Lecture Pranks . . .

Anyone who reads this blog regularly knows I’m an associate professor at an elite university . . . yes, it sounds pompous when I write it but it’s also true . . . so, I am no stranger to the lecture . . . both in my current incarnation as high fallutin’ type lecture giverer and my former life as a student when dinosaurs walked the Earth and I was quite the lecture takerer . . . in fact I am a lecture masterer in my own mind . . . so, when I see clips like the following, I just have to ask, is this a new trend? The “interrupt serious large lecture in humorous fashion prank” . . .

. . . first . . . a student interrupts the professor by belting out a Broadway style song that obviously is metacritical of university education . . .
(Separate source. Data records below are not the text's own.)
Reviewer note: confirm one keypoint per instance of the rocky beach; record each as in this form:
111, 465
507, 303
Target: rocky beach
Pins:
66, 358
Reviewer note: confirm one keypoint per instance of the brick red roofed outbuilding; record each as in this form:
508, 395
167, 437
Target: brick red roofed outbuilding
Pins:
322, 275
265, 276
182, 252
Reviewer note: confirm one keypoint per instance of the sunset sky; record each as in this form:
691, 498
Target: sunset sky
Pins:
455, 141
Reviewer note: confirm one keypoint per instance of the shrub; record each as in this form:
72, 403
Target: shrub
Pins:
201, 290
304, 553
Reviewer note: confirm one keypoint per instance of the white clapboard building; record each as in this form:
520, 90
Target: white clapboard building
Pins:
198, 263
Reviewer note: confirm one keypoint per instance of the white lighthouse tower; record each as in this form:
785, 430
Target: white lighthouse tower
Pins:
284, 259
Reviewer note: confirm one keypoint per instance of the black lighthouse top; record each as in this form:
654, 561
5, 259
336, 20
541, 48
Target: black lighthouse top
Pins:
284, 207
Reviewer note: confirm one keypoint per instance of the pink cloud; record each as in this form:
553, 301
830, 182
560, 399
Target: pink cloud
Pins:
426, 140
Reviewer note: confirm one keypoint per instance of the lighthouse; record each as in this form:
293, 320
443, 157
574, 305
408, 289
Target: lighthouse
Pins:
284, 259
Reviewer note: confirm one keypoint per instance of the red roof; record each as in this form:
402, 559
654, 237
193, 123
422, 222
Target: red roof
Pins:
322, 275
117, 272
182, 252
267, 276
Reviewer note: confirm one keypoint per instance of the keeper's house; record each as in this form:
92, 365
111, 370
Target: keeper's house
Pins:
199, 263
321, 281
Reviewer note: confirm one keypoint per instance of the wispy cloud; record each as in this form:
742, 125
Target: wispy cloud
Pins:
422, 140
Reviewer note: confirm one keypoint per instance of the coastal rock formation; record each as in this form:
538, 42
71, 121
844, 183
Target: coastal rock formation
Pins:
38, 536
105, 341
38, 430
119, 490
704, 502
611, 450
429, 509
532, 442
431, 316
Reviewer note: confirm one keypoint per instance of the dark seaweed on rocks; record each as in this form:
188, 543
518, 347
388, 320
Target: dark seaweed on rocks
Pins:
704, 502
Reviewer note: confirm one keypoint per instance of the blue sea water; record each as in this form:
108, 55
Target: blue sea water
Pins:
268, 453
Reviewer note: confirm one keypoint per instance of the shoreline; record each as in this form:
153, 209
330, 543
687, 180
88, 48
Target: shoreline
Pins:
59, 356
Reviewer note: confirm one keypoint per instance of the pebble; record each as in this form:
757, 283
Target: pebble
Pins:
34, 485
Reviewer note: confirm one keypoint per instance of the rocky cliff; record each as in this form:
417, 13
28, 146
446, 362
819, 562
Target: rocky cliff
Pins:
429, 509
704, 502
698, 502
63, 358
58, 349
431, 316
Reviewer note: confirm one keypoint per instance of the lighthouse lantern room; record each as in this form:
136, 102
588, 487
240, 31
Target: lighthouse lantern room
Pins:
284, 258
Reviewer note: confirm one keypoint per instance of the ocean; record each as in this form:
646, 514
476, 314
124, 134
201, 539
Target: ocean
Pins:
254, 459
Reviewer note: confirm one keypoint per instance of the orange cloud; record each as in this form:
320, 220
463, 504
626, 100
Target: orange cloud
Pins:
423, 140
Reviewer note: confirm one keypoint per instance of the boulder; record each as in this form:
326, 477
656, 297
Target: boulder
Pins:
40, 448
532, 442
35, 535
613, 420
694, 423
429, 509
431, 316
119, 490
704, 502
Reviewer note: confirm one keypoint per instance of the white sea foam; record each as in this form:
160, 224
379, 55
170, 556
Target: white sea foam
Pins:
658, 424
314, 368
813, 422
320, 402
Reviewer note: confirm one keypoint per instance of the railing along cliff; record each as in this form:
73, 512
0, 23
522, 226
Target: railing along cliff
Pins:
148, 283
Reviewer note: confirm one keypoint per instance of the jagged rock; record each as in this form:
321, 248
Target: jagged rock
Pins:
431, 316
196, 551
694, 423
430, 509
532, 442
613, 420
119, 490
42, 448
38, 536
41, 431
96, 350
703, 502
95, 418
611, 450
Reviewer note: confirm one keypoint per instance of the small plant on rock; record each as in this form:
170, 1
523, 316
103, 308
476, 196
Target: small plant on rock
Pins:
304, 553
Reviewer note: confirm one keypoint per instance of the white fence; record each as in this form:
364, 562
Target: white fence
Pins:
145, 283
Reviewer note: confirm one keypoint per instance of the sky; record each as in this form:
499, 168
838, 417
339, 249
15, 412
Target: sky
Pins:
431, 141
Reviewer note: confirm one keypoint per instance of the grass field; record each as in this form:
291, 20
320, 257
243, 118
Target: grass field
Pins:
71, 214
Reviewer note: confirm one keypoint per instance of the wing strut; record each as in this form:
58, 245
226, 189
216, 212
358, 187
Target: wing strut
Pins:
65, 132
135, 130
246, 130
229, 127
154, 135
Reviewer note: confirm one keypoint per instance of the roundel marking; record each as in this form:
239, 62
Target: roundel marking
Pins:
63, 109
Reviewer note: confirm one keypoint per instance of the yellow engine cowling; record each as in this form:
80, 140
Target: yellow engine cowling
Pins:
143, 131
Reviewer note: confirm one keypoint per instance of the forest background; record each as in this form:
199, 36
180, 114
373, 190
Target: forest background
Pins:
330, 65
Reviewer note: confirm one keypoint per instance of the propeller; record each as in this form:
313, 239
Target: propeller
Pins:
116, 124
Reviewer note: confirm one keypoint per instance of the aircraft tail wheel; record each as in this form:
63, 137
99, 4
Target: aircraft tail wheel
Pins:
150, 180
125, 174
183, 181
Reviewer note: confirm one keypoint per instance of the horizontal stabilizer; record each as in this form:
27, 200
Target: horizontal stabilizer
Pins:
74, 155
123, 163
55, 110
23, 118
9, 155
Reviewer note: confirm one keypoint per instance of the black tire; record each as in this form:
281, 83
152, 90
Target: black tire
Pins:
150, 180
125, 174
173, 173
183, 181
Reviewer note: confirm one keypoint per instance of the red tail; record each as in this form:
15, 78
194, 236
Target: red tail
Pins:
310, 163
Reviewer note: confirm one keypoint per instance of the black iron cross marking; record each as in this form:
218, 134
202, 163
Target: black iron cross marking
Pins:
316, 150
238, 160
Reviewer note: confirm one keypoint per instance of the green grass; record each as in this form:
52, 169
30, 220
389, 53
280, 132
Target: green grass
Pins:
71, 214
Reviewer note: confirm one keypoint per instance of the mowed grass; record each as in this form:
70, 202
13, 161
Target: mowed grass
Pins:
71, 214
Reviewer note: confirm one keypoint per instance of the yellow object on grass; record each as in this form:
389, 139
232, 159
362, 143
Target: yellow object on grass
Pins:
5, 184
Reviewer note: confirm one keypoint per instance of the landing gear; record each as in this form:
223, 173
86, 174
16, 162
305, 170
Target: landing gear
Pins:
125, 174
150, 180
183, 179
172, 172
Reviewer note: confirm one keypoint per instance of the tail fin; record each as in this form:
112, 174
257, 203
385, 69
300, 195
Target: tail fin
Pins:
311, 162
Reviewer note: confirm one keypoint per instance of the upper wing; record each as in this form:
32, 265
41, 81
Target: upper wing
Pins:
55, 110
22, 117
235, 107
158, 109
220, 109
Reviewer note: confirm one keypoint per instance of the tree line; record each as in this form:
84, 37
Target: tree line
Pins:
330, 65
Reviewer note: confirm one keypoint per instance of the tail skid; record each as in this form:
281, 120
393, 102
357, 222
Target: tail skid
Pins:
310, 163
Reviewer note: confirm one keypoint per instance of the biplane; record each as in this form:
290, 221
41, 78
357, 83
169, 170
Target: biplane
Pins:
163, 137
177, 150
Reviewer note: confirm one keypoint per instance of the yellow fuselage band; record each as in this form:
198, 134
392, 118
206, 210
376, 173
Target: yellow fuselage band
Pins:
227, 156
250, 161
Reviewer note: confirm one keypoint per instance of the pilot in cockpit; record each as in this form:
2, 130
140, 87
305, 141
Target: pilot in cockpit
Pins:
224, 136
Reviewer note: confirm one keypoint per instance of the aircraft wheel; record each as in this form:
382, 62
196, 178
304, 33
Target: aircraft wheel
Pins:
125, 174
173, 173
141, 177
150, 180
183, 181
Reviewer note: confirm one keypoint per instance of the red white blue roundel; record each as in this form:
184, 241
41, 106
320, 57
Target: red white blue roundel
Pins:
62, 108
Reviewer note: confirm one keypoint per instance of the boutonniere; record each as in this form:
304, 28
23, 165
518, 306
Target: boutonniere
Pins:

. . . . second . . . in an homage to what is now the bane of the lecture hall, the cellphone interruption . . . the professor lectures and the student takes the call then bursts out of the classroom because of an emergency, a special emergency in which he rips off his clothes to reveal his Superman costume . . .

Now, these appear to be genuine pranks, judging from the honest befuddled, confused, and confounded reactions of the lecturers and the students. They are also obviously premeditated as the cameras are setup with fellow students hidden in the hall.
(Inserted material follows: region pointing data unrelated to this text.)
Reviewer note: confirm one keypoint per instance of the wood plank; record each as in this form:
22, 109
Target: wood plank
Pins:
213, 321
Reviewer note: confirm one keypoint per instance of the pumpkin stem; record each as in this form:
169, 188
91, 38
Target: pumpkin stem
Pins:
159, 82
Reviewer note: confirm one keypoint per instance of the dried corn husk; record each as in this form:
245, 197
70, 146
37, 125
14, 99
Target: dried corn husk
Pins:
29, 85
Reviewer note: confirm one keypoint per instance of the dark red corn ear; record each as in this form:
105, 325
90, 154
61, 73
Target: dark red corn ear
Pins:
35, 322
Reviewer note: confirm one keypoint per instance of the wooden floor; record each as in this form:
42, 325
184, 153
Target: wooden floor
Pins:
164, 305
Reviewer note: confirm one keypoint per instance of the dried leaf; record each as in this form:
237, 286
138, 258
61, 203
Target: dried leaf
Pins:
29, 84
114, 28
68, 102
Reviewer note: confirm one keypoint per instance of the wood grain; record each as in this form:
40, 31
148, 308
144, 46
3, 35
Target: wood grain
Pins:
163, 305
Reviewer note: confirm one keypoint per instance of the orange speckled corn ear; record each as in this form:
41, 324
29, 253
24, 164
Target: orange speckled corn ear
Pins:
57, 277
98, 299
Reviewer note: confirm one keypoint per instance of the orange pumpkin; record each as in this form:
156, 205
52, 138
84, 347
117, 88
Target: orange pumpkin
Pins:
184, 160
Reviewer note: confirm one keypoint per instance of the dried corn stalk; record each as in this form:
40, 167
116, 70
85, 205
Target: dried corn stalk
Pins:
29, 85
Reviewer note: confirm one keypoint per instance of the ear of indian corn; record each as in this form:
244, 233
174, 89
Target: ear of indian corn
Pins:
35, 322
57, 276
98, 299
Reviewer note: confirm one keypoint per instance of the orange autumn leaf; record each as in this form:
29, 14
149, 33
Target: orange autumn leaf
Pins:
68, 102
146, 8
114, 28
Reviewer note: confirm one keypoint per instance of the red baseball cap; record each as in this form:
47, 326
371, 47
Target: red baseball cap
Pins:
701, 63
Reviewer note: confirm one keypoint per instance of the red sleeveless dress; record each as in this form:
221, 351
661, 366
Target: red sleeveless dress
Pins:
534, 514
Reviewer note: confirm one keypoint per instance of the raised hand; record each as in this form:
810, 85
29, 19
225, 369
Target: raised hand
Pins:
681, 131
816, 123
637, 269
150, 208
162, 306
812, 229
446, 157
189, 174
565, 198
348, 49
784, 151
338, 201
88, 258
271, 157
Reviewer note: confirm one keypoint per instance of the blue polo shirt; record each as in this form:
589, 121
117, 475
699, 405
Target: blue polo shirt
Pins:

The question becomes are they merely pranks or simple sophomoric gambits at raw humor – silliness as college boys will be college boys – or are they a clever new form of dialogue, of critical insight into fundamental issues related to the impersonal large lecture format or the passivity of modern education or other issues of contemporary university life?
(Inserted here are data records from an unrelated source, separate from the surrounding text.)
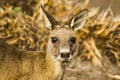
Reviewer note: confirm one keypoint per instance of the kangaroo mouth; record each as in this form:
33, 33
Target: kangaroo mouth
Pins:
65, 63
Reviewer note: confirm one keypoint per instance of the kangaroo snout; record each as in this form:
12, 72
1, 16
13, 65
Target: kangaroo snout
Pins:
65, 55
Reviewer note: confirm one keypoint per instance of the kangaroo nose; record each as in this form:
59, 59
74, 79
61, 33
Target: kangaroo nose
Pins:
65, 55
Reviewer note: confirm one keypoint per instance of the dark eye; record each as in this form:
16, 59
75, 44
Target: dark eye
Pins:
54, 39
73, 40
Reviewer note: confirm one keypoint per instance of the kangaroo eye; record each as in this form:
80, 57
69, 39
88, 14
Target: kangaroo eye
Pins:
73, 40
54, 39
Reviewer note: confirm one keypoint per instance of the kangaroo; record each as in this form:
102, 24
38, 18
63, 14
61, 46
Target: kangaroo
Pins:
17, 64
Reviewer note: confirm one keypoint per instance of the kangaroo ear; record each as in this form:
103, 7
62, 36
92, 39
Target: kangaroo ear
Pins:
78, 21
49, 20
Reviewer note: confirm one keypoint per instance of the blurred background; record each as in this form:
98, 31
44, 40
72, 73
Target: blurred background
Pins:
98, 53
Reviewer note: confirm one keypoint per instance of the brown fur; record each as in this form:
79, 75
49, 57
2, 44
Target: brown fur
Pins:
16, 64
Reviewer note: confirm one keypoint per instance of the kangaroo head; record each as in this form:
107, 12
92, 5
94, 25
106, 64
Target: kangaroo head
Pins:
62, 40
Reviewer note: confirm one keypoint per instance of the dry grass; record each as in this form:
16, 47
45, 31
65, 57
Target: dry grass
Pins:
99, 44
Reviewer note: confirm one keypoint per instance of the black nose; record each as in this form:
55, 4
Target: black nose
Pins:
65, 55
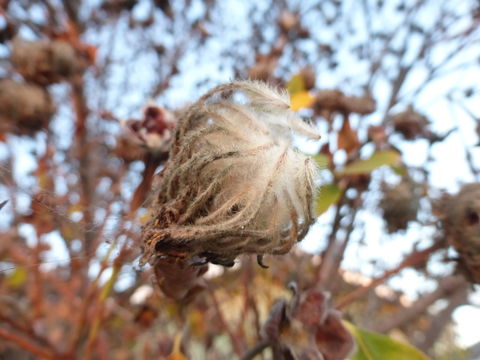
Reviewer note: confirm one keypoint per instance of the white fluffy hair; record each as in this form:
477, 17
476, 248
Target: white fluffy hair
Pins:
233, 183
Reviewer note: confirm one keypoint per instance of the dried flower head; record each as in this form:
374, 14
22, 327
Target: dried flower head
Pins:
26, 108
152, 134
233, 184
463, 226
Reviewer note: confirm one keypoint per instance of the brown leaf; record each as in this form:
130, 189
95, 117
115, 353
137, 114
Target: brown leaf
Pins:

Probably . . . a bit of all of that. However, they are funny. Well, I think they’re funny . . . especially, as they are happening to someone else’s lecture and not mine. Not sure how I would react, the professors in these clips take it good naturedly . . . I can imagine a coupld folks who would not be quite so easy going (the former colleague who publicly screamed at students causing nearly an entire class to burst into tears comes to mind).

BTW, grammar errors and language strangeness above are either intentional for fun given the subject of the post or just the way I write so clever hans types can keep the ol’ blue-pencil to themselves. The clips above all come from the funny folks at Break.